G7-Gipfel und Fed-Sitzung: Zeichen der Stabilität
Der US-Präsident kann nicht mehr machen, was er will – sondern muss mit Widerstand rechnen, der sich auch mal durchsetzt. Das zeigte sich gestern beim G7-Gipfel und an einem weiteren Ort: bei der US-Notenbank Federal Reserve (Fed). Beide Ereignisse unterstreichen, dass die internationale Ordnung weiterhin existiert und funktioniert.
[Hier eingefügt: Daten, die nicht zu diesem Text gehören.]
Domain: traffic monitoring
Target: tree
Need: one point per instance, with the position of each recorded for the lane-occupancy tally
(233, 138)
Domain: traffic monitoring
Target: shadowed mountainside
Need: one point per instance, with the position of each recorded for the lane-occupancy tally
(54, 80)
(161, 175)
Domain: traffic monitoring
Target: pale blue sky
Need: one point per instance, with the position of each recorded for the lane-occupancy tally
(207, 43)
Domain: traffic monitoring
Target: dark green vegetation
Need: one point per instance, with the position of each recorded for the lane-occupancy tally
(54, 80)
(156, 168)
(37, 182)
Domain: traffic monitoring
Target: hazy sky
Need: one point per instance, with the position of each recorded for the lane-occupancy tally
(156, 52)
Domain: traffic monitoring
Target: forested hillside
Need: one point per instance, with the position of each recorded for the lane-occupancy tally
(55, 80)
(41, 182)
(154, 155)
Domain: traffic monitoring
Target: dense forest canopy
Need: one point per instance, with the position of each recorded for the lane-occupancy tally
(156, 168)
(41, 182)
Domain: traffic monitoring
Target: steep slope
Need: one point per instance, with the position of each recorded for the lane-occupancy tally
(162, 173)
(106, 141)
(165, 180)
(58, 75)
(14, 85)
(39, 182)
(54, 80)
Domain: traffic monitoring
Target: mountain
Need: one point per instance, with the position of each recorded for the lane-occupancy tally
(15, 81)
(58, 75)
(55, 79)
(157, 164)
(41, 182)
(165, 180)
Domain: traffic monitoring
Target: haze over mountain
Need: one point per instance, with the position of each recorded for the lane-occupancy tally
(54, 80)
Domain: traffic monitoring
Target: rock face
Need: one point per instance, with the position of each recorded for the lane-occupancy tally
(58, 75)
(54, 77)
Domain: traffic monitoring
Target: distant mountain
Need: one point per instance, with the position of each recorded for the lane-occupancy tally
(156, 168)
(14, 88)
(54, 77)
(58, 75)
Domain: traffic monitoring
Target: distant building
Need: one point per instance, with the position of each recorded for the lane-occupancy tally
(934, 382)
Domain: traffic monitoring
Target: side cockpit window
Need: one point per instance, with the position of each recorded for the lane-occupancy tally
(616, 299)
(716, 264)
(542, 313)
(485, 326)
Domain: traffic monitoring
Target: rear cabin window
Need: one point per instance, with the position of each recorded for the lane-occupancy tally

G7-Gipfel: Geschlossene Front gegen unilateralen Kurs
Beim Treffen der sieben führenden Industrienationen (G7) in dieser Woche zeigte sich, dass die Staats- und Regierungschefs geschlossen hinter den Prinzipien der multilateralen Zusammenarbeit stehen. Der US-Präsident stieß mit seinen unilateralen Forderungen auf deutlichen Widerstand. Die Partner beharrten auf gemeinsamen Regeln und Absprachen, was letztlich zu Kompromissen führte. Dies verdeutlicht, dass die internationale Ordnung nicht tot ist, sondern sich gegen Angriffe zu wehren weiß.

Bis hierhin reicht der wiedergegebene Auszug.